If we want inclusion, we must look beyond uploading forms. It is delusional to think that uploading forms solves anything when the real problem affecting the poor and disadvantaged is tax code complexity. I understand politicians pumping the air over nothing, but if our civil servants are doing the same, I have to ask: what is your mission? One of action or one of motion. As Franklin warned, we should never confuse the two.
Solutions vs. Overhead: Delivering solutions within the matrix of governmental red tape adds mind-blowing overhead, which I estimate at between 90 to 99.5%. This means that for every dollar spent by the government, as little as half a penny of value is actually realized. We need to pivot from thinking about what agencies do to thinking about what agencies achieve. We need to shift from institutional processes to operational effectiveness.
The Future
Civil servants and those servicing the government should consider the limitations ahead. We don't imagine the U.S. Government coming to an end simply because we haven't experienced it before. But history teaches us that all empires eventually end. What if the government radically redefines itself? What if we did a massive reboot of our bureaucracy and political system to create a USA Version 2.0? What if we heed Thomas Jefferson's advice about government changing to address the current times, and not yesterday?

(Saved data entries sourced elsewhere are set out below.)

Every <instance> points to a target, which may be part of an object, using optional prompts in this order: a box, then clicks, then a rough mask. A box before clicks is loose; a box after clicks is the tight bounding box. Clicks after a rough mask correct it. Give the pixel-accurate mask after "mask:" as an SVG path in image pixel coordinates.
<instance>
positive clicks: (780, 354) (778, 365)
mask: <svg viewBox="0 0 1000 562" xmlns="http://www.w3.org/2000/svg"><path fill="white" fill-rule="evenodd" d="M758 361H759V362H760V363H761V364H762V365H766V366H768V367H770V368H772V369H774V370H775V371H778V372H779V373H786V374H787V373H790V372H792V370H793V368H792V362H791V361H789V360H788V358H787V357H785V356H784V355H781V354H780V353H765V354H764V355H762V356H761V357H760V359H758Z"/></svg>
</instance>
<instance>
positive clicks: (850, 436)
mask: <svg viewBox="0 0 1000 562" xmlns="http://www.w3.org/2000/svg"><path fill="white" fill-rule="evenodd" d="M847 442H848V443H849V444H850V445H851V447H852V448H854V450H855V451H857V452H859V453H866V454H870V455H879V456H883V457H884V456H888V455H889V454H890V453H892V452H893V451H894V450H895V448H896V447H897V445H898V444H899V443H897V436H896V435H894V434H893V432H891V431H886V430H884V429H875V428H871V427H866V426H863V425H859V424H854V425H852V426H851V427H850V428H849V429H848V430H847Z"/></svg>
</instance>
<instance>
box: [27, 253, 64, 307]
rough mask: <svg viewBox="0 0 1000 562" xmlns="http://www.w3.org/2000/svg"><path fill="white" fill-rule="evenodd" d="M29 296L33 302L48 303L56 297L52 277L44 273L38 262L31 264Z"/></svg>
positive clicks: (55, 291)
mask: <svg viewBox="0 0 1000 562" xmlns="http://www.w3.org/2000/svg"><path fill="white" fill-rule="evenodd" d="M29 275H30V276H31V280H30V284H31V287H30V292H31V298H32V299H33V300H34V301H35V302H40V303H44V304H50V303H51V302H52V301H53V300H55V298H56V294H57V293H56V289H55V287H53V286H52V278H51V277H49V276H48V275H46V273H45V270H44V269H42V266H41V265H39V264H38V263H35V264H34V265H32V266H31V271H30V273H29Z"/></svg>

Would this not be an approach for extending the life of our democratic republic by another 50 years or more?
In his research, hedge fund guru Ray Dalio paints a sobering picture of the U.S. future in "Principles for Dealing with the Changing World Order." Looking at the rise and fall of the Dutch and British empires, Dalio sees many parallels to the United States. In the case of the Dutch and British, those empires lasted about 250 years.
While we should be working to slow down the aging process to extend the life of our democracy, the opposite is happening. According to Dalio, as an empire nears its end, its existing downward trend accelerates. We see the same in the U.S. Instead of trying to stop the aging process, during the past 20 years, we have only sped it up, while having little to show for it aside from a $34 trillion debt and annual interest payments of $1 trillion. That’s more than the entire Defense budget. Our debt has climbed 500% since 2000, as has campaign financing. This trend needs to be reversed. Time is running out.